Integrated Machine Learning and SHAP Analysis Identifies TRIM21 Ubiquitination of HSPA8 Driving P

ABSTRACT

Metabolic dysfunction–associated fatty liver disease (MAFLD) is a metabolic disorder characterized by excessive hepatic lipid accumulation. Despite its rapidly increasing global prevalence, the molecular mechanisms driving MAFLD initiation and progression remain incompletely understood. Identification of key regulatory molecules may provide novel diagnostic and therapeutic targets. Key pathogenic genes associated with MAFLD were identified using machine‐learning approaches integrated with SHapley Additive exPlanations (SHAP) analysis. Spearman correlation analysis was performed to assess the relationships between HSPA8 expression and immune cell infiltration, inflammatory cytokine levels, and lipid metabolism–related gene expression. An in vitro MAFLD model was established by treating HepG2 cells with oleic acid (OA) and palmitic acid (PA). Western blotting and co‐immunoprecipitation assays were conducted to validate the interaction between TRIM21 and HSPA8. A noninvasive diagnostic model for MAFLD was constructed using a random forest (RF) algorithm based on seven endoplasmic reticulum–related genes ( HSPA8, CDKN1A, CEBPB, BBC3, EGR1, FOS, and SCD ). SHAP‐based interpretability analysis demonstrated that these genes collectively contributed to model performance, with HSPA8 exerting the strongest influence.

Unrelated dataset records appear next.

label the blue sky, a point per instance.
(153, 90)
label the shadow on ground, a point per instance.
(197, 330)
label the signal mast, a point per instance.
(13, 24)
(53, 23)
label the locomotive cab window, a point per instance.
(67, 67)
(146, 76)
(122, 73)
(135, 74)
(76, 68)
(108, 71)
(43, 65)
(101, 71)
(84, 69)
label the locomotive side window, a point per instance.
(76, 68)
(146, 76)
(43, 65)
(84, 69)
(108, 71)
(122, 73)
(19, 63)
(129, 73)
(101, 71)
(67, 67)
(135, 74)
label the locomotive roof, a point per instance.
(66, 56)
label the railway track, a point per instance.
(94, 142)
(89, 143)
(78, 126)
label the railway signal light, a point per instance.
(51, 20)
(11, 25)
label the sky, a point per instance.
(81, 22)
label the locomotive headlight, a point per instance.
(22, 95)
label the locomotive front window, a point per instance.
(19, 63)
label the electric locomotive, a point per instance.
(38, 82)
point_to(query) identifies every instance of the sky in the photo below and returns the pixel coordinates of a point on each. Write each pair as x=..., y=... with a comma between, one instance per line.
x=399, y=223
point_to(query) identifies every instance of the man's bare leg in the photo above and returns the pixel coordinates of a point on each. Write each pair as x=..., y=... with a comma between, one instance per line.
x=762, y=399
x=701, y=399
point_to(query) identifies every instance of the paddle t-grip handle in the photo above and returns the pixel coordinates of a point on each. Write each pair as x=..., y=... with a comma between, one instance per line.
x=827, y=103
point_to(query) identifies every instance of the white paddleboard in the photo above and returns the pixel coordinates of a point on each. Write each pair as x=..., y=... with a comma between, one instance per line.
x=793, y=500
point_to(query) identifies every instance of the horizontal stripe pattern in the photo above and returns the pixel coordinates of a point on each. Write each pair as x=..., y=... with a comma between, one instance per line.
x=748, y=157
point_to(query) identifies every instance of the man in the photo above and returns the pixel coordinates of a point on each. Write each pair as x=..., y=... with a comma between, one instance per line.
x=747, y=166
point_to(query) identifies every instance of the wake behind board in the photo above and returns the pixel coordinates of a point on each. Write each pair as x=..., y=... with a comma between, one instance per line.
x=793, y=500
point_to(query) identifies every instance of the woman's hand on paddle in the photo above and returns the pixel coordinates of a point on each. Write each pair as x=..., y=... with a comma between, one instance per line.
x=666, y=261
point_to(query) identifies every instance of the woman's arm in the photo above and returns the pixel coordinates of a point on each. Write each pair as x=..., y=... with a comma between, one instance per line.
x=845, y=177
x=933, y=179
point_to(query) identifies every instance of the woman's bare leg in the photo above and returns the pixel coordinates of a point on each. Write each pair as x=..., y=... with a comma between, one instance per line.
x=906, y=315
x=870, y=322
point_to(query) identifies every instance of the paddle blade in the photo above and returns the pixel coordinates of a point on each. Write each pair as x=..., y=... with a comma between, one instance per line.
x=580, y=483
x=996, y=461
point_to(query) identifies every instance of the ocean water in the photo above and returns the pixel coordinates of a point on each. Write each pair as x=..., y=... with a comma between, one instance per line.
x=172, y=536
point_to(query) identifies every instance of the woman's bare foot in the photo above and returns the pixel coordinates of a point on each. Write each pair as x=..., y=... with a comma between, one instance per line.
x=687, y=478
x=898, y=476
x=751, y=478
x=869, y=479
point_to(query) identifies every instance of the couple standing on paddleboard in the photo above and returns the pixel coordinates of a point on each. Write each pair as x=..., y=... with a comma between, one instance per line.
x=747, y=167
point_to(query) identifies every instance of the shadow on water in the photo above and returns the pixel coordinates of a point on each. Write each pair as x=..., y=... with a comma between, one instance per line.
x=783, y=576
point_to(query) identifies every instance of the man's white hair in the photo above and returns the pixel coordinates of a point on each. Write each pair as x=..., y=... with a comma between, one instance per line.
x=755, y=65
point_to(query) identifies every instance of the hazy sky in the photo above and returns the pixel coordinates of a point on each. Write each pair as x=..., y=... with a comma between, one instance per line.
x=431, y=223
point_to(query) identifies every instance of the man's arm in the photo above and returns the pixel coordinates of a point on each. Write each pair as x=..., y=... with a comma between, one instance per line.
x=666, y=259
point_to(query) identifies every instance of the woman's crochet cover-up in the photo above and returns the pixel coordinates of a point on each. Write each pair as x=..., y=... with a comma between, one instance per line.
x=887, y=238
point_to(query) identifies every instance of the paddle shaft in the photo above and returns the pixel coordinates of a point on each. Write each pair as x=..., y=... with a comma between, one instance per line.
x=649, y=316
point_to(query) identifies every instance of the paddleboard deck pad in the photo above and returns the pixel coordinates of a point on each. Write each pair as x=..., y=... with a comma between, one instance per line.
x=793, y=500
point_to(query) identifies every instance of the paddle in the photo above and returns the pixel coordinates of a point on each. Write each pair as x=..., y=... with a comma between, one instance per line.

HSPA8 expression was significantly upregulated in MAFLD and showed strong correlations with NAFLD activity score, immune cell infiltration, inflammatory cytokine secretion, and lipid metabolism–related gene expression. Suppression of HSPA8 markedly attenuated lipid accumulation in OA‐ and PA–treated HepG2 cells. Mechanistically, TRIM21 was identified as an upstream E3 ubiquitin ligase that promoted K48‐linked polyubiquitination of HSPA8, thereby facilitating its ubiquitin–proteasome–mediated degradation. HSPA8 was identified as a central pathogenic driver in MAFLD, while dysregulation of the E3 ubiquitin ligase TRIM21 exacerbated disease progression by destabilizing HSPA8. These findings highlight the TRIM21–HSPA8 axis as a potential diagnostic and therapeutic target in MAFLD.